"My waist and tummy bulges out like a 5 months pregnant lady - minus the baby." "The unsightly cellulite highly visible on my hips and upper thigh makes me depressed" These are common remarks you might hear from your friends regularly, yours truly included. As like most things in life, it can be rather successfully managed and maintained IF you are determined and disciplined enough.
The most important thing to control would obviously be your diet. In theory, it is rather simple, less calories equals less fat. But do you do it the wrong way like almost everyone else? You might hear a friend saying that she cuts down drastically on food so as to reduce calories intake., but is on the point of dying from starvation! But the only thing she succeeded in doing is just slowing down her metabolism and the burning of fat. Obviously she can't stay in starvation mode for long. The minute she resumes normal caloric intake, she might find her problem worse than before.
A better way would be to practise satiety, in other words, how full do you feel after a meal. The secret is to feel fuller on fewer calories, according to the Volumetrics Eating Plan. The more fuller you feel, you can expect to eat less when it is time for the next meal. The trick is to eat more low-energy dense foods, which has less calories, and less of the opposite. Thus the right choice of food is important than just consuming less food.
Water has the ability to give you a feeling of fullness, therefore water-rich foods add volume but not calories, perfect for that feeling of satiety with less calories consumed. Food naturally high in water content such as fruits, vegetables, cooked grains, beans or water-based meals such as nutritous soups and stews are nice choices. Adding fruits to your breakfast cereals is a great way to add water content and not calories to your meals. On the other hand, fat-free pretzels and cookies have low water content and you might end up eating more, thus contributing to calories.
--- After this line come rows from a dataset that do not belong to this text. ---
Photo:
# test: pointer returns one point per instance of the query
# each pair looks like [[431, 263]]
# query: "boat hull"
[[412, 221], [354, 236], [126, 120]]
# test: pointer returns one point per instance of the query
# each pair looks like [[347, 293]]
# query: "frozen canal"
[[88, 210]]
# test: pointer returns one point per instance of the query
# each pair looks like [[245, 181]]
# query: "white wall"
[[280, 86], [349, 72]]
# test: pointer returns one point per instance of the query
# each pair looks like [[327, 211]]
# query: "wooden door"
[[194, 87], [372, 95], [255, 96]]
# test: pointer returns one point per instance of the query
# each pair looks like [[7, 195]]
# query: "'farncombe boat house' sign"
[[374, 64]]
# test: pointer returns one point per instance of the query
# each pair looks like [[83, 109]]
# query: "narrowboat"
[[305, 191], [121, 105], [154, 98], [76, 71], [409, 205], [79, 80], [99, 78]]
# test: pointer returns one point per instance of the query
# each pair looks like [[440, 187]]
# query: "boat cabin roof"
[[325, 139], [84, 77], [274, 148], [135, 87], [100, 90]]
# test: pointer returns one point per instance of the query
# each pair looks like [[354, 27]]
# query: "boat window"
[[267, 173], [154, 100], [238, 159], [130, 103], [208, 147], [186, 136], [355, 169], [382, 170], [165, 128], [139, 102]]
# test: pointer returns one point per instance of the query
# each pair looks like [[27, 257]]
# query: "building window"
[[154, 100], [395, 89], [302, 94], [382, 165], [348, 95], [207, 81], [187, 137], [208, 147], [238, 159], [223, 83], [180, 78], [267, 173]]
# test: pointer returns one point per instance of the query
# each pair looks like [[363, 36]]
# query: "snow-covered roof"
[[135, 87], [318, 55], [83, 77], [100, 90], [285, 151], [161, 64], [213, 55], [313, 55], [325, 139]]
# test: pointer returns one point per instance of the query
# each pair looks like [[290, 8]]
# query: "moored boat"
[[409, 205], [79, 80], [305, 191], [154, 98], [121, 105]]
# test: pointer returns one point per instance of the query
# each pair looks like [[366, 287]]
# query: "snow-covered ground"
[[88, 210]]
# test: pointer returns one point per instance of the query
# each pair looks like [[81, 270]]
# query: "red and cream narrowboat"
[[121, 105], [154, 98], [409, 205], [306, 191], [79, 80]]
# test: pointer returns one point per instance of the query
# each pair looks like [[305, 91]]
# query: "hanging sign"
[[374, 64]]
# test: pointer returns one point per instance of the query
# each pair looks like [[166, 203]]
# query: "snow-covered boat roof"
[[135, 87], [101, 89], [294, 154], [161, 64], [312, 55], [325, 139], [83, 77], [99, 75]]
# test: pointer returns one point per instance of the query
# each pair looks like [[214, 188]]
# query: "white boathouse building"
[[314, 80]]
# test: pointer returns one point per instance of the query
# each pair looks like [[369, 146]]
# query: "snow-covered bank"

If you are already on a weight-loss diet, you would be very familiar with the fact that fat contains 2 times the number of calories when compared to carbohydrate and protein. Besides, food with high fat content also has higher energy density. So it is better to take in less fat which translates to less calories. Good fats include those from seeds, nuts and vegetable oils.
Food rich in fiber is a good way to improve satiety. Fiber adds bulk to food and if taken together with water-rich foods, less is needed to feel full, a safe and effective way to lose weight.
A diet that centers on deprivation and too much restriction is doomed to fail. It is better to practise satiety, feeling full with fewer calories, but without the restriction of taste and choice.